Blöd ist, wenn die Rasten in Kurven aufsetzen. Da weiß ich manchmal nicht, wohin mit den Gräten
Bin aber auch nur 1,97 groß, vielleicht liegt es daran…..
Letztendlich aber auch „wurschd“. Hab mich dran gewöhnt.“

Dazu sei angemerkt, dass der Tank mit seinen Ausbuchtungen ab Werk unpassend gestaltet ist. Auch normalgroße Menschen haben die Knie unterhalb des Tanks hängen.

Igge, auch Thunderbird-Sport-Forum:
„Fahre eine TBS 2004 und bin 1,90 und habe schon das Gefühl, dass ich auch gerne die Beine weniger angewinkelt hätte. Habe bislang keine Umbauten vorgenommen, tiefere Fussrasten sind sicher, was den Kurvenspaß angeht, nur bedingt zu empfehlen – verstellbare sehr teuer. Eine höhere Sitzposition (Bank) wäre ratsam, verschlechtert aber das Fahrverhalten aufgrund des ja bei größeren Personen eh schon hohen Schwerpunktes.
Lange Rede kurzer Sinn – es gibt für große Menschen nichts wirklich gutes aus dem „Retro-Bereich“. Am besten saß ich auf ner Kawa Versys 1000…aber die schaut halt scheiße aus!“

Volker alias seitwaerts, 2,06 Meter groß, verfügt über eine beeindruckende Liste an Erfahrungen mit unterschiedlichen Maschinen. Darunter auch etliche Mopeds. Also echte Mopeds! Er schreibt:

„Es gibt eine Suzuki GS1100G, bis auf den Superbikelenker original. Ich bin sie auch schon mit Original-Lenker gefahren, der geht gar nicht. Eine geänderte Rastenanlage flog runter, weil ich immer mit den Soziusrasten und den Koffern kollidiert bin. Solo und ohne Koffer fahre ich meist mit den Füssen auf den Sozius-Rasten.
Ansonsten ein paar 50er: NSU Quicklys und eine Hercules 222MF. Mit beiden fahre ich auch Touren. Die Quickly passt sogar ganz gut zu mir, weil das ein recht langes Moped ist.
Aktuell dazugekommen ist ein BWM R69S Gespann. Eine winzige Maschine, in den KALI-Beiwagen passe ich nicht rein. Aber sehr schön zu fahren.
Und dann wartet seit ein paar Jahren noch eine Dnepr MT12 auf ihre Restauration. An der haben wir damals das Boot 35cm länger gemacht, damit ich auch reinpasse.
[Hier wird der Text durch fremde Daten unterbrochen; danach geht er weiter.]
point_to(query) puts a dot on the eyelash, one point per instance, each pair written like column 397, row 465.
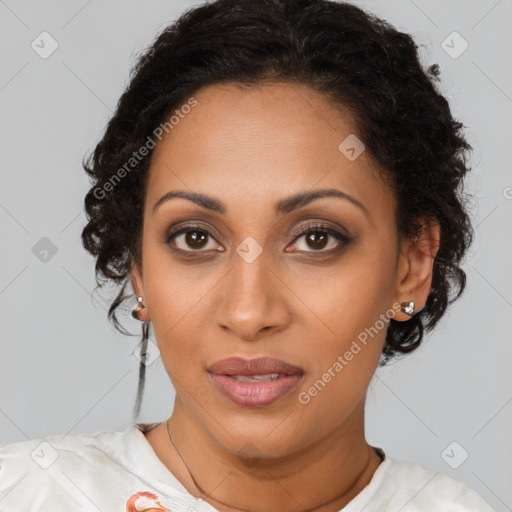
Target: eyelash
column 310, row 228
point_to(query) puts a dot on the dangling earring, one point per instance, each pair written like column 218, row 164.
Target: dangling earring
column 138, row 308
column 407, row 307
column 143, row 353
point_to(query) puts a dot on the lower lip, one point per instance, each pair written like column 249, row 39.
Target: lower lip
column 255, row 394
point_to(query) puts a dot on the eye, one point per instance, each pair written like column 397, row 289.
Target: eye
column 191, row 238
column 316, row 237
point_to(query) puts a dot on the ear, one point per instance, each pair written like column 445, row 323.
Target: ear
column 414, row 269
column 138, row 289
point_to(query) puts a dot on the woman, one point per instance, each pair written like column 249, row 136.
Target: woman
column 281, row 187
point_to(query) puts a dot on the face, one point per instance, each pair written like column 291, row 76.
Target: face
column 303, row 281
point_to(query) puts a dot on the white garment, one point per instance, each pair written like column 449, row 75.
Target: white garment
column 105, row 471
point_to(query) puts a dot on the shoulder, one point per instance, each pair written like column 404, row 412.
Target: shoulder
column 420, row 489
column 48, row 470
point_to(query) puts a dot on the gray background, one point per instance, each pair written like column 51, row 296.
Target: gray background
column 63, row 368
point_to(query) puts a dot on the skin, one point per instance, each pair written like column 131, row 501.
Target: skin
column 295, row 301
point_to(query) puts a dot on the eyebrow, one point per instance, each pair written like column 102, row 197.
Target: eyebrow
column 281, row 207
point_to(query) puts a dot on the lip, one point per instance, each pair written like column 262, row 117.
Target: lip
column 258, row 366
column 254, row 394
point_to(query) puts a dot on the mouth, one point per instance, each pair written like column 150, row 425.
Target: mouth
column 254, row 382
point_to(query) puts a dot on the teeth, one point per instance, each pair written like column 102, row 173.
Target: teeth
column 255, row 378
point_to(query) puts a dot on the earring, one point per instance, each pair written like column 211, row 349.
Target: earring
column 143, row 356
column 138, row 308
column 407, row 307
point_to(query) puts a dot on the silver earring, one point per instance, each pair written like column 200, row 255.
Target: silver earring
column 138, row 308
column 407, row 307
column 143, row 352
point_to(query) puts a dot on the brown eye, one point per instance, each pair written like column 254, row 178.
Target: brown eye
column 317, row 239
column 191, row 239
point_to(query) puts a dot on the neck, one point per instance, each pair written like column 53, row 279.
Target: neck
column 321, row 477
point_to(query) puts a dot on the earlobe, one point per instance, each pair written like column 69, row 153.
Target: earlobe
column 416, row 268
column 140, row 311
column 136, row 280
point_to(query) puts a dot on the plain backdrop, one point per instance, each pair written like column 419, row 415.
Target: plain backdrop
column 63, row 368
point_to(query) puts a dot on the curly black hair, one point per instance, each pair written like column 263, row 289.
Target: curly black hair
column 357, row 60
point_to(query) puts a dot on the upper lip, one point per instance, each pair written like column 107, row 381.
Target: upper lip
column 258, row 366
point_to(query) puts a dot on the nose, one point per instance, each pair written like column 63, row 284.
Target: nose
column 252, row 299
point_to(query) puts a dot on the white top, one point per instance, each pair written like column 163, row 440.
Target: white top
column 113, row 471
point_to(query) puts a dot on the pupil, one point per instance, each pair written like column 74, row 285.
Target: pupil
column 320, row 244
column 195, row 238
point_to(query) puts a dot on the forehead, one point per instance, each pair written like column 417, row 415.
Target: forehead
column 262, row 143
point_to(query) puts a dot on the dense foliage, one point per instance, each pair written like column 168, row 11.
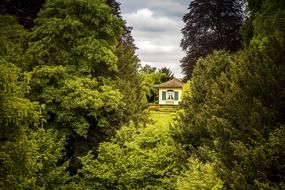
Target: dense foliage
column 233, row 120
column 210, row 25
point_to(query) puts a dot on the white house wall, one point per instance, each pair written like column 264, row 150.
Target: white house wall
column 167, row 102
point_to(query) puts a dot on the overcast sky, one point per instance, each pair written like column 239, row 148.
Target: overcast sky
column 157, row 28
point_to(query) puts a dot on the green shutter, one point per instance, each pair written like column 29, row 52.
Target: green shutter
column 175, row 95
column 163, row 95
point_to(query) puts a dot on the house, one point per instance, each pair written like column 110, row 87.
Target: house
column 170, row 92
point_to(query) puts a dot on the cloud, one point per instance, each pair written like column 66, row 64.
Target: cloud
column 144, row 19
column 156, row 30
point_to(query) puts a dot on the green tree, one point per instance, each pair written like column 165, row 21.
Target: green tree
column 210, row 25
column 236, row 108
column 71, row 57
column 137, row 158
column 30, row 157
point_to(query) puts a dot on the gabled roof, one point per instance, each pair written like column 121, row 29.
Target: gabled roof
column 173, row 83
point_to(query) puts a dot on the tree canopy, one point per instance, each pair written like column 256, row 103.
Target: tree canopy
column 210, row 25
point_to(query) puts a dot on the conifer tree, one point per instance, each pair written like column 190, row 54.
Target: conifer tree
column 210, row 25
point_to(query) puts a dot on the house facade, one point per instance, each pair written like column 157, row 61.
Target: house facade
column 170, row 92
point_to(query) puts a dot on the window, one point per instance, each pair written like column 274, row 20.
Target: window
column 170, row 95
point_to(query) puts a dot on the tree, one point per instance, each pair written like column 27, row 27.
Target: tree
column 30, row 156
column 210, row 25
column 71, row 58
column 137, row 158
column 25, row 12
column 236, row 108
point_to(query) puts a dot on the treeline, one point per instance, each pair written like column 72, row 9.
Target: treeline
column 73, row 100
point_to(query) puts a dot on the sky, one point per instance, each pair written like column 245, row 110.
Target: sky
column 157, row 28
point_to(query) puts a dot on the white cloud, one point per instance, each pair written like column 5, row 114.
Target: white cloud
column 156, row 30
column 144, row 19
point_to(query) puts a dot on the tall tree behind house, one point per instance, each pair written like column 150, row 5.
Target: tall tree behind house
column 210, row 25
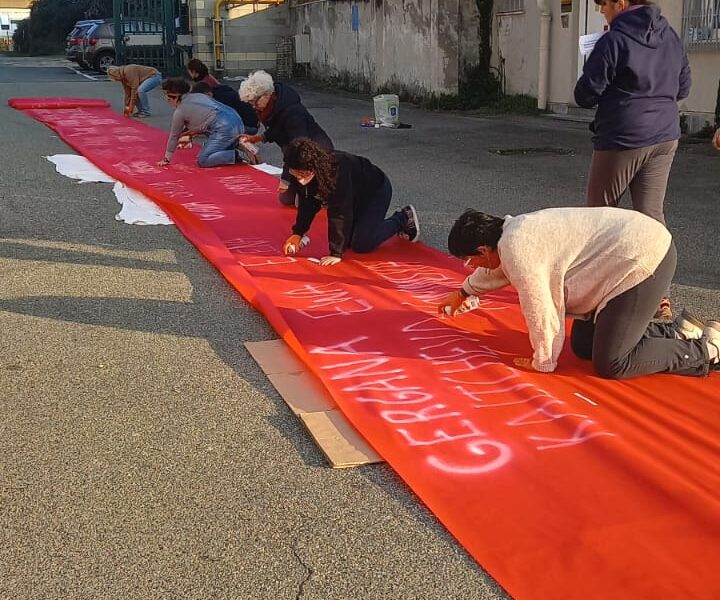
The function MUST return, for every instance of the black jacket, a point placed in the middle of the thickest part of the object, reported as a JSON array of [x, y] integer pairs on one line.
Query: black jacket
[[357, 181], [229, 97], [635, 75]]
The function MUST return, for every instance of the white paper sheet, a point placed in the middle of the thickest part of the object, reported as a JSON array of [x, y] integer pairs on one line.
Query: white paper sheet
[[266, 168]]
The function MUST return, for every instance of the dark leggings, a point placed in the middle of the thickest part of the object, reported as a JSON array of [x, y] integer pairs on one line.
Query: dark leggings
[[623, 343], [370, 227]]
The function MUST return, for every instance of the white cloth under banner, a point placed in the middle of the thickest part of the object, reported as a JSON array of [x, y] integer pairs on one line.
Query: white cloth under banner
[[269, 169], [137, 208], [79, 167]]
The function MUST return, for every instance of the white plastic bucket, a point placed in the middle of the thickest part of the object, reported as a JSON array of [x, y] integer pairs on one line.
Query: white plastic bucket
[[387, 110]]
Die passt insgesamt recht gut zu mir.
Für die Dnepr gibt es im Übrigen passendes Leder von Alne, das wurde speziell auf die dortige Sitzhaltung geschneidert, ist auf Solomaschinen wenig erträglich, sollte aber auf der R69S passen, die Sitzhaltung ist ja sehr ähnlich.
So, wie sehen meine Erfahrungen mit diversen Motorrädern aus?
Erstmal: Stufensitzbank, und sei es noch so schwach gestuft, geht garnicht.
Eine Kawasaki 250 Eliminator wurde ihres Soziusbrötchens beraubt, und mit Stummellenker versehen. Hat Spass gemacht, ging aber in der Stadt gar nicht.
Bei Freunden kann ich mich in einer grossen Sammlung von alten japanischen Motorrädern bewegen, so runde 50 Stück. Hauptsächlich Softchopper von Kawasaki und Suzuki.
Die erste Maschine, die wirklich passte, war die CBX. Da passt sogar die Höhe der Scheibe. Sehr entspannt zu fahren, feines Reisemopped.
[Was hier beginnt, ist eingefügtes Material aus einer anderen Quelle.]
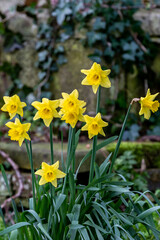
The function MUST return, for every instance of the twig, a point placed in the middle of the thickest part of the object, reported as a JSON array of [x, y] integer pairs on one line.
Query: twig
[[129, 7], [19, 178], [142, 47]]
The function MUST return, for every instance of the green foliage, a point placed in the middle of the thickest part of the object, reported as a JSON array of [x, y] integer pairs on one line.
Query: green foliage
[[125, 165]]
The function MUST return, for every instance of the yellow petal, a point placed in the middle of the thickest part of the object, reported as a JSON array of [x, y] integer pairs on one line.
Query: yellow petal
[[106, 82], [88, 119], [21, 141], [54, 103], [95, 88], [36, 116], [26, 126], [107, 72], [10, 124], [85, 81], [141, 111], [23, 104], [17, 121], [85, 128], [45, 166], [45, 100], [55, 165], [12, 115], [36, 105], [26, 136], [65, 95], [42, 181], [60, 174], [20, 111], [39, 172], [54, 183], [90, 135], [75, 93], [6, 99], [47, 121], [4, 108], [102, 132], [147, 114], [85, 71]]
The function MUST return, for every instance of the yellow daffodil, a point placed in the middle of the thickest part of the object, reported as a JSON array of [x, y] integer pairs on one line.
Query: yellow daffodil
[[18, 131], [94, 125], [96, 77], [13, 106], [148, 105], [46, 110], [72, 108], [50, 173]]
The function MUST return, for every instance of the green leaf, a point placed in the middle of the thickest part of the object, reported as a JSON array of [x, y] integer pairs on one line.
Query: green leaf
[[148, 212], [5, 179], [44, 231], [13, 227], [121, 217], [83, 232], [59, 201], [14, 235], [99, 146]]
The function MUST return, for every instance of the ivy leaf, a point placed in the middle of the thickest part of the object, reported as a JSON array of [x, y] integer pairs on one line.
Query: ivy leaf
[[59, 49], [42, 55], [99, 24], [127, 56], [41, 75], [61, 59], [109, 52]]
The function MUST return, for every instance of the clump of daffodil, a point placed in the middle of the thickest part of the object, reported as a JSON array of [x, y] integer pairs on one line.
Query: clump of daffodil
[[94, 125], [148, 104], [18, 131], [96, 77], [72, 108], [46, 110], [13, 106], [50, 173]]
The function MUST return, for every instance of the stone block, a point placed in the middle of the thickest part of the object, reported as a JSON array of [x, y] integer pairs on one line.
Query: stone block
[[9, 5], [150, 20], [21, 23], [41, 152]]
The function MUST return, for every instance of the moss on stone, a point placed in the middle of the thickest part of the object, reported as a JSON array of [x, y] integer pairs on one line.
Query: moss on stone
[[148, 151]]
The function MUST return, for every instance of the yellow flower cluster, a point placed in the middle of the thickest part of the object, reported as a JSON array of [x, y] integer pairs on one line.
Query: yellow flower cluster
[[148, 105], [71, 108], [50, 173]]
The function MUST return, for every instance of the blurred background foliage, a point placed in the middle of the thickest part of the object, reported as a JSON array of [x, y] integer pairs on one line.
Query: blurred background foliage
[[116, 40]]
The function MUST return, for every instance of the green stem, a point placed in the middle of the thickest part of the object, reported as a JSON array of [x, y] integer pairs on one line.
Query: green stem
[[68, 156], [29, 153], [32, 170], [94, 140], [62, 159], [119, 139], [73, 149], [98, 99], [51, 144]]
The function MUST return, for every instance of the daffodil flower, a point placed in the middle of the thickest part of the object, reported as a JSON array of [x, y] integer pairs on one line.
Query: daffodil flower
[[96, 77], [50, 173], [72, 108], [46, 110], [18, 131], [94, 125], [13, 106], [148, 104]]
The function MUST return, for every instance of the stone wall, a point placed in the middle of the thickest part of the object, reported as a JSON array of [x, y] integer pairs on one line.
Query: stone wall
[[69, 76]]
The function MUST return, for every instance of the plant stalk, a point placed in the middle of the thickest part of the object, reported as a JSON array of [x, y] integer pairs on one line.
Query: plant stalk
[[94, 140], [119, 139]]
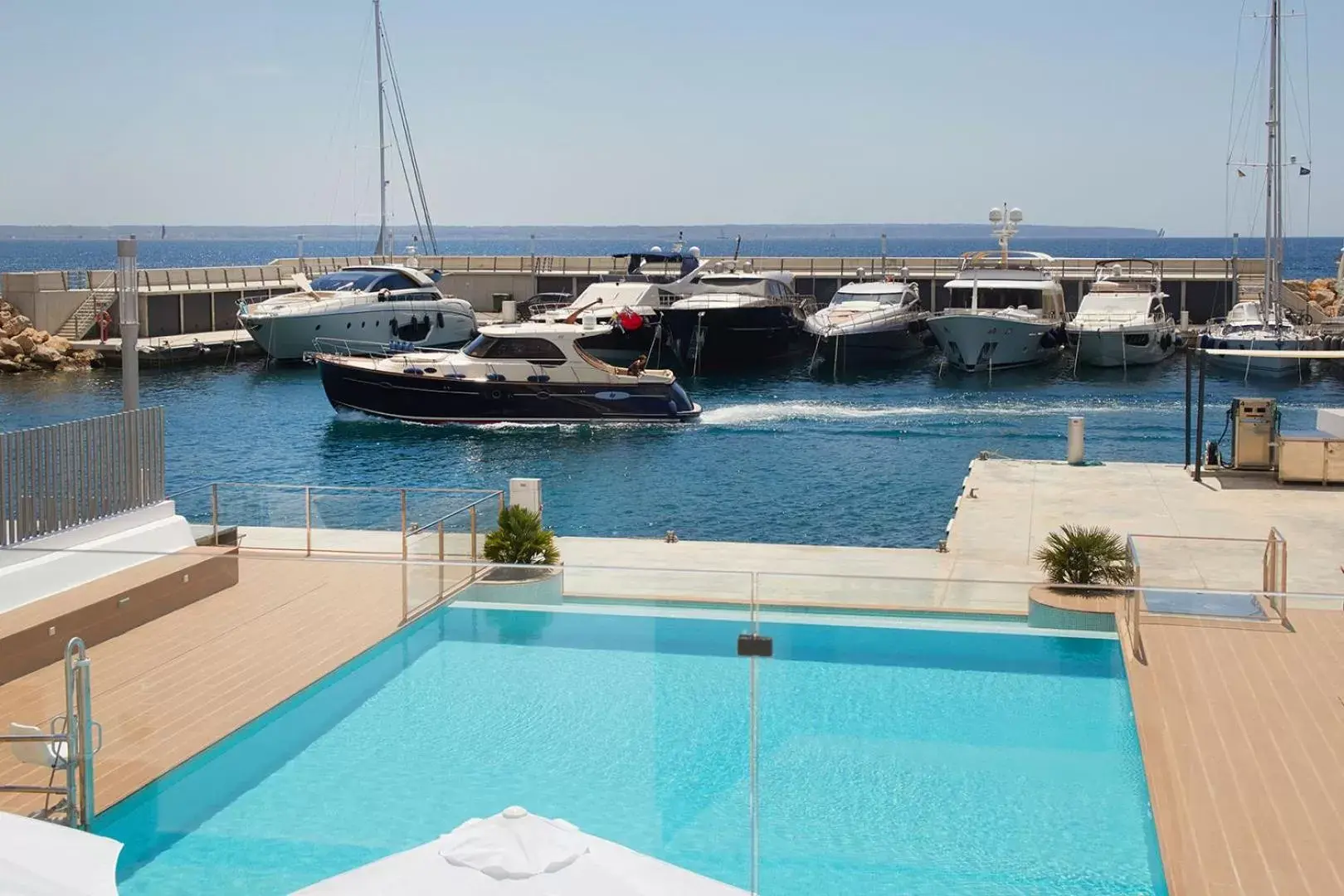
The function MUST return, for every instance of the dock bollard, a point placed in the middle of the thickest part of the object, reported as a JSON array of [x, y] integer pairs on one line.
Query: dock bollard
[[1075, 441]]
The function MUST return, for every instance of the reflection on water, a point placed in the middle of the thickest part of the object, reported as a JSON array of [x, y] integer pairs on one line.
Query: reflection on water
[[875, 457]]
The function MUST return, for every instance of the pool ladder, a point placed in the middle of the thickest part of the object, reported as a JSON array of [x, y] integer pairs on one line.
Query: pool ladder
[[71, 740]]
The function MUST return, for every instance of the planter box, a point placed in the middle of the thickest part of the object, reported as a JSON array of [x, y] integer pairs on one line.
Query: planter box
[[520, 586], [1060, 607]]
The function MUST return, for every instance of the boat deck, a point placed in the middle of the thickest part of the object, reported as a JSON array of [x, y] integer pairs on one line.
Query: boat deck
[[1242, 733]]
Alles andere, inklusive Wasserbüffel und Wankel-Suzi sind Mopeds unter mir. Wobei die Wankel mal richtig Laune macht!
Suzuki GS1100G EML-Gespann. Da bin ich im Beiwagen mitgefahren. Grausam. Die Knie waren immer draussen, turnen war Schwerstarbeit, von gemütlichem Reisen keine Spur, kein Platz für meine Füsse.
Eine KTM LC4 in Standardhöhe… ein lächerliches Moped.
Eine Suzuki DR 650… ah, ja, das passt schon besser, aber immer noch keine durchgestreckten Beine. Ankicken geht auch, wenn ich sie unter mir habe.
SR500, Serienzustand… naja. Macht man halt, weil es ein Kult-Mopped ist.
BMW R100 RT mit Behördenscheibe. niedliches Moped. Scheibenhöhe passt grad so. Mit Koffern für mich nicht fahrbar.
BMW K1100LT… mit Stufensitzbank… Scheisse! was denken sich die Münchner dabei? Die Scheibe ist selbst mit hochgefahrenem Spoiler zu klein, die Knie liegen innen auf den Schliessfächern auf, die Füsse berühren nicht die Rasten. Und dann sollst Du anhalten… Gruselig, und sehr gefährlich… Wurde dann aufgepolstert, ging immer noch nicht.“

Umbaumöglichkeiten

Sitzbank-Rasten

Hier gibt es zwei Möglichkeiten: Entweder lässt man die Sitzbank beim Sattler aufpolstern, oder man baut tiefere Rasten an. Das Aufpolstern ist, so habe ich es erfahren, für den Sattler offensichtlich anspruchsvoller als das Abpolstern. Ich bin zwei Wochen mit einer aufgepolsterten Bank gefahren. Das Fahrgefühl war dem Ritt auf einem Kamel nicht unähnlich. Der Kontakt zur Maschine wurde schwammig, das Popometer bekam kein Signal mehr vom Asphalt. So ließ ich die Sitzbank wieder zurückbauen und entschädigte den Sattler unverrichteter Dinge für seine Mühen. Der Experte des Polsterfachs merkte noch an, dass meine Maschine für mich sowieso zu klein sei und hatte als abschließend noch den BMW-GS-Tipp. Ich habe ihn seitdem nicht mehr gesehen.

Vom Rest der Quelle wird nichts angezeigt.